In 1910, a Father's Day celebration was held in Spokane, Washington, at the YMCA by Sonora Smart Dodd.  Its first celebration was in the Spokane YMCA on June 19, 1910. Her father, the civil war veteran William Jackson Smart, was a single parent who raised his six children there. After hearing a sermon about Jarvis' Mother's Day in 1909 at Central Methodist Episcopal Church, she told her pastor that fathers should have a similar holiday honoring them. Although she initially suggested June 5, her father's birthday, the pastors did not have enough time to prepare their sermons, and the celebration was deferred to the third Sunday of June. Several local clergymen accepted the idea, and on June 19, 1910, the first Father's Day, "sermons honoring fathers were presented throughout the city.”
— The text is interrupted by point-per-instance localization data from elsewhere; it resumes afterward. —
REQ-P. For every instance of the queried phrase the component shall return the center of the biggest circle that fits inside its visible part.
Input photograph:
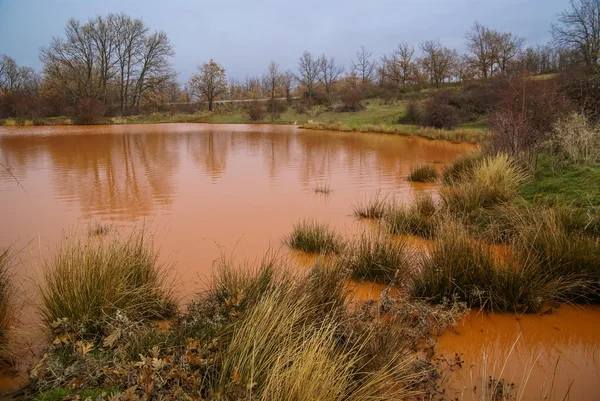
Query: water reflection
(124, 173)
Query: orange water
(234, 189)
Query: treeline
(115, 65)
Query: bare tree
(329, 74)
(108, 55)
(15, 78)
(271, 82)
(463, 69)
(400, 66)
(481, 46)
(287, 82)
(437, 61)
(579, 29)
(363, 66)
(506, 48)
(308, 73)
(209, 83)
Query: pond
(237, 190)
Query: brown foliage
(525, 116)
(582, 86)
(438, 111)
(88, 111)
(256, 111)
(352, 101)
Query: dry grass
(377, 257)
(457, 135)
(457, 266)
(495, 180)
(88, 280)
(323, 188)
(417, 218)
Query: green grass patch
(557, 183)
(89, 279)
(313, 237)
(417, 218)
(374, 207)
(379, 258)
(422, 173)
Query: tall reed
(88, 280)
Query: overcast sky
(244, 35)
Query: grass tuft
(462, 168)
(373, 208)
(88, 280)
(495, 180)
(378, 257)
(323, 188)
(422, 173)
(313, 237)
(459, 267)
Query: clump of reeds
(6, 295)
(313, 237)
(373, 208)
(457, 266)
(461, 168)
(417, 218)
(496, 179)
(88, 280)
(97, 228)
(323, 188)
(559, 251)
(422, 173)
(378, 257)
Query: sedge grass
(88, 280)
(313, 237)
(377, 257)
(459, 266)
(374, 207)
(418, 218)
(495, 180)
(461, 168)
(422, 173)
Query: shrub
(276, 108)
(313, 237)
(438, 113)
(582, 87)
(377, 258)
(525, 116)
(256, 110)
(412, 113)
(422, 173)
(89, 280)
(351, 101)
(560, 252)
(578, 139)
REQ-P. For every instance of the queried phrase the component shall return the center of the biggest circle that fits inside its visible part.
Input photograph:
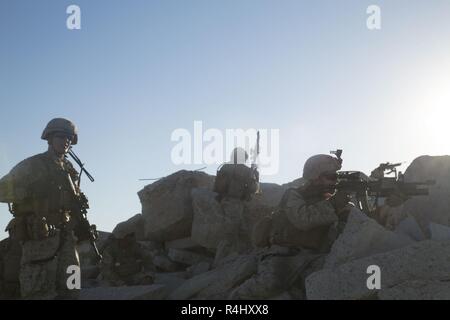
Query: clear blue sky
(137, 70)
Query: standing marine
(295, 238)
(45, 200)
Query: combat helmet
(60, 125)
(320, 164)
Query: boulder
(152, 292)
(439, 232)
(410, 228)
(133, 225)
(199, 268)
(425, 260)
(436, 206)
(186, 257)
(171, 280)
(186, 243)
(214, 221)
(362, 237)
(217, 283)
(86, 252)
(166, 204)
(163, 263)
(417, 290)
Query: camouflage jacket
(302, 221)
(236, 181)
(42, 185)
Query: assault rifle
(361, 188)
(83, 229)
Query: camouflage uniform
(235, 184)
(41, 191)
(294, 240)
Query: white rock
(439, 232)
(362, 237)
(216, 284)
(417, 290)
(425, 260)
(166, 204)
(186, 257)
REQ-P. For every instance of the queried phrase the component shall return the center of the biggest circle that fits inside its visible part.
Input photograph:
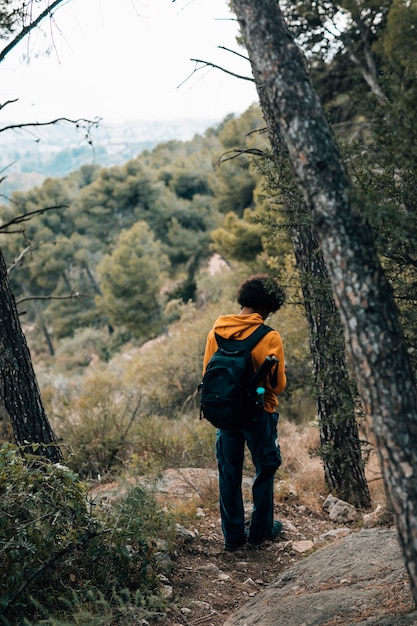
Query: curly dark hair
(262, 293)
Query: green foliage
(58, 554)
(238, 239)
(131, 280)
(96, 423)
(85, 347)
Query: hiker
(259, 296)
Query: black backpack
(229, 397)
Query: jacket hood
(237, 326)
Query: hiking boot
(275, 532)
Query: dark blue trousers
(262, 440)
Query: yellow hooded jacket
(240, 327)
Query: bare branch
(28, 216)
(205, 64)
(77, 122)
(242, 56)
(232, 154)
(18, 259)
(70, 296)
(26, 29)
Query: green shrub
(58, 551)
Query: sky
(128, 60)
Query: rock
(358, 580)
(339, 511)
(376, 518)
(302, 546)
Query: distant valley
(33, 153)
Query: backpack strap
(249, 342)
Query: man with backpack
(256, 416)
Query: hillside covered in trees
(119, 272)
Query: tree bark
(362, 294)
(341, 451)
(18, 385)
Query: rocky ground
(208, 585)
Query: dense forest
(118, 272)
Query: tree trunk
(18, 385)
(339, 437)
(363, 296)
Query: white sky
(126, 59)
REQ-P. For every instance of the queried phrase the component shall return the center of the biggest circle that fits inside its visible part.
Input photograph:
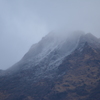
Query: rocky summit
(62, 66)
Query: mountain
(59, 67)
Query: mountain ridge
(77, 77)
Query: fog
(25, 22)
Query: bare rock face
(57, 68)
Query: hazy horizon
(25, 22)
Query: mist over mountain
(59, 67)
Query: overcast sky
(25, 22)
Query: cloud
(24, 22)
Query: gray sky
(25, 22)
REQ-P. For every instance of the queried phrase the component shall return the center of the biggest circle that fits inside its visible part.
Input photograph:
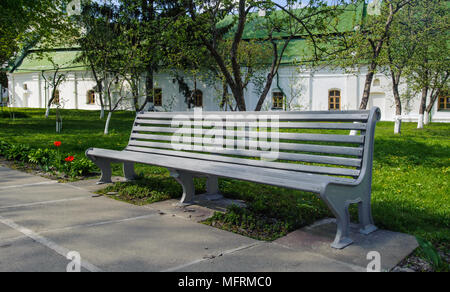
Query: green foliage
(432, 255)
(47, 159)
(23, 22)
(145, 190)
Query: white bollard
(398, 125)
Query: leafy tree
(221, 24)
(429, 66)
(366, 43)
(24, 22)
(402, 43)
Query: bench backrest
(312, 142)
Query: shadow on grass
(392, 152)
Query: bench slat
(340, 150)
(250, 134)
(283, 116)
(353, 162)
(283, 125)
(251, 162)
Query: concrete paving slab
(8, 233)
(270, 257)
(91, 184)
(32, 194)
(392, 246)
(195, 213)
(16, 178)
(73, 213)
(26, 255)
(153, 244)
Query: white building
(292, 89)
(324, 89)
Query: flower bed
(51, 160)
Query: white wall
(305, 89)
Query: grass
(410, 181)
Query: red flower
(70, 159)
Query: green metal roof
(298, 50)
(352, 15)
(35, 61)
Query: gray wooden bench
(314, 153)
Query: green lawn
(410, 188)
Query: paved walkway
(41, 221)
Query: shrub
(47, 159)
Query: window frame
(157, 92)
(277, 100)
(332, 99)
(446, 102)
(196, 95)
(57, 99)
(90, 101)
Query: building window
(334, 100)
(444, 102)
(90, 97)
(56, 99)
(198, 98)
(157, 97)
(277, 100)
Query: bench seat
(307, 151)
(282, 178)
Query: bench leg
(105, 167)
(128, 171)
(186, 180)
(339, 208)
(365, 217)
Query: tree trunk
(429, 108)
(368, 86)
(266, 90)
(108, 120)
(426, 118)
(423, 104)
(398, 102)
(49, 104)
(149, 87)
However, in the 1920s, Dodd stopped promoting the celebration because she was studying in the Art Institute of Chicago, and it faded into relative obscurity - even in Spokane.
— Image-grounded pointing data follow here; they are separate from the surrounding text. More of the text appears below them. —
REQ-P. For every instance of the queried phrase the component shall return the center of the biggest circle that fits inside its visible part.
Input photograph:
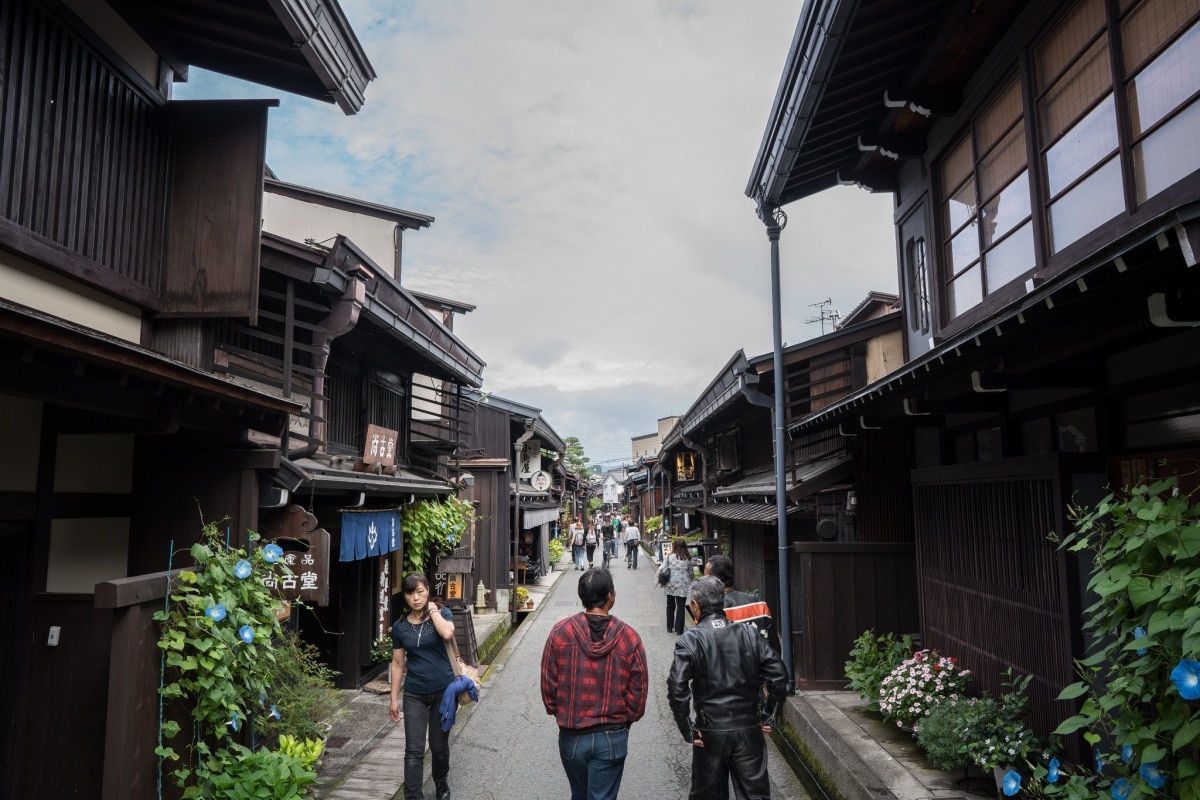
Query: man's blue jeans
(594, 762)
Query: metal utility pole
(775, 222)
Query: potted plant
(995, 737)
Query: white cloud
(586, 164)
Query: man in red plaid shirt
(593, 680)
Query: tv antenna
(827, 313)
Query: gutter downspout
(519, 450)
(342, 318)
(775, 222)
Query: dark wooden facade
(1045, 212)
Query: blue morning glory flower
(1187, 679)
(1152, 775)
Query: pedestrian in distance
(594, 684)
(742, 606)
(577, 537)
(677, 569)
(718, 671)
(739, 607)
(589, 543)
(420, 666)
(633, 543)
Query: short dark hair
(708, 593)
(721, 567)
(595, 584)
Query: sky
(586, 166)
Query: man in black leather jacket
(719, 668)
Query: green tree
(575, 458)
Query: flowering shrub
(1140, 685)
(871, 660)
(910, 692)
(217, 633)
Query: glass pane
(1168, 154)
(999, 116)
(1009, 259)
(1150, 25)
(964, 250)
(958, 164)
(960, 208)
(1005, 161)
(1093, 139)
(1086, 206)
(965, 292)
(1007, 210)
(1169, 80)
(1067, 38)
(1085, 82)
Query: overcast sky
(586, 164)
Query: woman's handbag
(462, 669)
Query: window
(987, 214)
(1162, 91)
(1079, 125)
(918, 286)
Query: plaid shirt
(587, 684)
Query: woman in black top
(419, 663)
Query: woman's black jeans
(675, 613)
(423, 716)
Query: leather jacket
(720, 668)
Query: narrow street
(508, 746)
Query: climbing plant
(1140, 690)
(219, 663)
(433, 528)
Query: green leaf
(1141, 591)
(1186, 735)
(1073, 691)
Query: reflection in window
(918, 286)
(988, 208)
(1079, 125)
(1161, 90)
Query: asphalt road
(507, 747)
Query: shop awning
(369, 533)
(539, 515)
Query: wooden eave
(303, 47)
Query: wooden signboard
(305, 551)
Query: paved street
(507, 749)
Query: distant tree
(575, 459)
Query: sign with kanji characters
(305, 552)
(381, 446)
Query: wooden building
(519, 489)
(1045, 188)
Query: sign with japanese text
(381, 446)
(305, 552)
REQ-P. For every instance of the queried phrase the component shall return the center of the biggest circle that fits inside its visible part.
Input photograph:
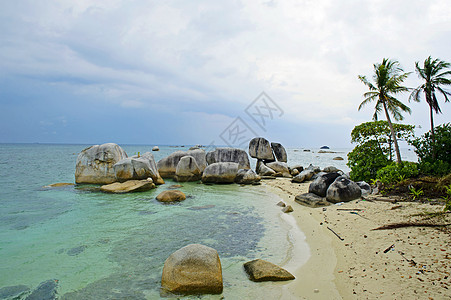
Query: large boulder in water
(260, 148)
(95, 164)
(229, 155)
(320, 185)
(168, 166)
(187, 169)
(279, 152)
(137, 168)
(129, 186)
(343, 190)
(220, 173)
(280, 167)
(194, 269)
(247, 176)
(263, 170)
(262, 270)
(171, 196)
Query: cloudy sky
(183, 72)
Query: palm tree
(388, 77)
(434, 75)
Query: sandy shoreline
(417, 267)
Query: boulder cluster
(196, 269)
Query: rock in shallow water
(224, 172)
(171, 196)
(128, 186)
(194, 269)
(13, 292)
(95, 164)
(261, 270)
(45, 291)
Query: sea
(107, 246)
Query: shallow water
(102, 246)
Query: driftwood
(410, 224)
(341, 239)
(411, 261)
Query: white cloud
(218, 56)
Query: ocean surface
(104, 246)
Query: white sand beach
(416, 266)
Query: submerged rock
(45, 291)
(14, 292)
(260, 148)
(264, 170)
(128, 186)
(95, 164)
(224, 172)
(171, 196)
(262, 270)
(305, 175)
(280, 167)
(247, 176)
(187, 170)
(194, 269)
(236, 155)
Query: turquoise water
(102, 246)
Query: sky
(193, 72)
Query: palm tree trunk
(432, 131)
(392, 130)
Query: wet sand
(417, 266)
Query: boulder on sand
(365, 187)
(95, 164)
(128, 186)
(343, 190)
(229, 155)
(320, 185)
(247, 176)
(167, 166)
(279, 152)
(194, 269)
(311, 200)
(171, 196)
(262, 270)
(260, 148)
(224, 172)
(187, 170)
(305, 175)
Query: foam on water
(114, 246)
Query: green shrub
(394, 172)
(440, 163)
(364, 161)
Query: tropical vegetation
(388, 78)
More Support Helps Efforts

In the 1930s, Dodd returned to Spokane and started promoting the celebration again, raising awareness at a national level. She had the help of those trade groups that would benefit most from the holiday - the manufacturers of ties, tobacco pipes, and any traditional present to fathers. By 1938 she had the help of the Father's Day Council, founded by the New York Associated Men's Wear Retailers to consolidate and systematize the commercial promotion.  Americans resisted the holiday for its first few decades, viewing it as nothing more than an attempt by merchants to replicate the commercial success of Mother's Day, and newspapers frequently featured cynical and sarcastic attacks and jokes. However, said merchants remained resilient and even incorporated these attacks into their advertisements. 

Bill Declined

A bill to accord national recognition of the holiday was introduced in Congress in 1913. In 1916, President Woodrow Wilson went to Spokane to speak in a Father's Day celebration and wanted to make it official, but Congress resisted, fearing that it would become commercialized. US President Calvin Coolidge recommended in 1924 that the day be observed by the nation, but stopped short of issuing a national proclamation. Two earlier attempts to formally recognize the holiday had been defeated by Congress. In 1957, Maine Senator Margaret Chase Smith wrote a proposal accusing Congress of ignoring fathers for 40 years while honoring mothers, thus "[singling] out just one of our two parents". 

Proclamation Signed

In 1966, President Lyndon B. Johnson issued the first presidential proclamation honoring fathers, designating the third Sunday in June as Father's Day. Six years later, the day was made a permanent national holiday when President Richard Nixon signed it into law in 1972.

So we were celebrating Mother’s Day for 58 years before Father’s Day became official.  Thanks to our fathers who carried on – Father’s Day or not.